Berselang beberapa abad, kala Haile Selassie memerintah Etiopia, Indonesia kembali mendengar soal Etiopia melalui Bob Marley. Musisi Jamaika itu membuat beberapa lagu dan komentar soal raja terakhir Etiopia yang dinyatakan sebagai keturunan ke-255 Nabi Sulaiman tersebut.
Namun, gambaran paling melekat pada orang Indonesia soal negara itu didapat dari lagu Iwan Fals, ”Ethiopia”. Sampai sekarang, masih banyak orang Indonesia menganggap Etiopia seperti digambarkan dalam lagu itu, kelaparan di negeri panas.
Saat ini Etiopia sudah banyak berubah. Negara itu tengah membangun bendungan yang dinyatakan terbesar di wilayah yang dilewati Sungai Nil, sungai terpanjang di dunia dan mengaliri 11 negara. Saat selesai, bendungan itu akan berupa bangunan setinggi 150 meter dan panjang 1.800 meter.

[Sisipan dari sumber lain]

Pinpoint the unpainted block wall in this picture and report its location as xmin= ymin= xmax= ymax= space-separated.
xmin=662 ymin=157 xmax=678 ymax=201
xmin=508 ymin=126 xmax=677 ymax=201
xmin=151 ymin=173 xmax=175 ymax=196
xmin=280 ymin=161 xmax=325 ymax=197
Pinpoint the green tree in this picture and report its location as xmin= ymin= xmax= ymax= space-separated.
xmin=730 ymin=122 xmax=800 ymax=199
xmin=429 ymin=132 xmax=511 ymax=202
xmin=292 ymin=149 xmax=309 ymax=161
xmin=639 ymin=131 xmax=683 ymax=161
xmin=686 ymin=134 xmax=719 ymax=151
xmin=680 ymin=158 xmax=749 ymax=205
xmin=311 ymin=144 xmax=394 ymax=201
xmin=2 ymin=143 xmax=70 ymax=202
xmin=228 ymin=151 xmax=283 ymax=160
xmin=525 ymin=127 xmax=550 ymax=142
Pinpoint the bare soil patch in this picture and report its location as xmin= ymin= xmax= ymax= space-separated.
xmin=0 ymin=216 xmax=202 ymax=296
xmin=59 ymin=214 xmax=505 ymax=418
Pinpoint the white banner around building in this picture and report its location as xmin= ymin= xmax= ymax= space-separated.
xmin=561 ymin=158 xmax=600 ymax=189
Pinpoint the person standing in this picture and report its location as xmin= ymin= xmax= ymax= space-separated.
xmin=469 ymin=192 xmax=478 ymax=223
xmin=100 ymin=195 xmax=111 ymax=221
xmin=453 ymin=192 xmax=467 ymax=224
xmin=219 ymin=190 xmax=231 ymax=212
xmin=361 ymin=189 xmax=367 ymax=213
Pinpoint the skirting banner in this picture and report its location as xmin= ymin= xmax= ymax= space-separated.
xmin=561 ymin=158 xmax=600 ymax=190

”Kami membangun dengan dana sendiri. Pemerintah dan rakyat Etiopia tidak memakai uang asing untuk membiayai proyek 5 miliar dollar AS ini,” kata Duta Besar Etiopia untuk Indonesia Admasu Tsegaye.
Proyek bernama Grand Ethiopian Renaissance Dam itu jadi kebanggaan bangsa yang punya 13 bulan dalam kalendernya itu. Selain karena dibangun tanpa dana asing, bendungan itu juga akan menjadi salah satu penanda kemampuan bangsa tua yang sudah ada sebelum Masehi itu. ”Nama bendungan ini mencerminkan keinginan kami untuk bangkit kembali,” katanya.
Tenaga listrik
Dibangun sejak 2011, bendungan itu diharapkan rampung pada 2020. Saat selesai, bendungan di Etiopia utara itu akan menghasilkan listrik 6 gigawatt. ”Sebagian akan dipakai di dalam negeri, sebagian lagi kami ekspor,” ujarnya.
Hampir 30 juta penduduk di sekitar lokasi bendungan belum punya akses pada listrik. Bendungan itu akan menyediakan akses tersebut.
Negara itu juga butuh listrik untuk menarik investasi. Dengan limpahan energi, banyak peluang usaha terbuka. Sisa daya dari kebutuhan di sana akan diekspor. Negara itu memang sudah menjual listrik ke sejumlah tetangganya.
Direktur Afrika pada Kementerian Luar Negeri Daniel Tumpal mengatakan, Afrika merupakan wilayah potensial. Penduduk usia muda akan menjadi porsi terbanyak dalam struktur demografi benua itu. Hal tersebut mengindikasikan pasar
Afrika masih terbuka.
Masalahnya, masyarakat Indonesia masih punya persepsi buruk soal benua itu. Kementerian Luar Negeri berusaha mengubah itu. Salah satu caranya dengan menyelenggarakan Indonesia-Africa Forum 2018, pekan depan, di Bali.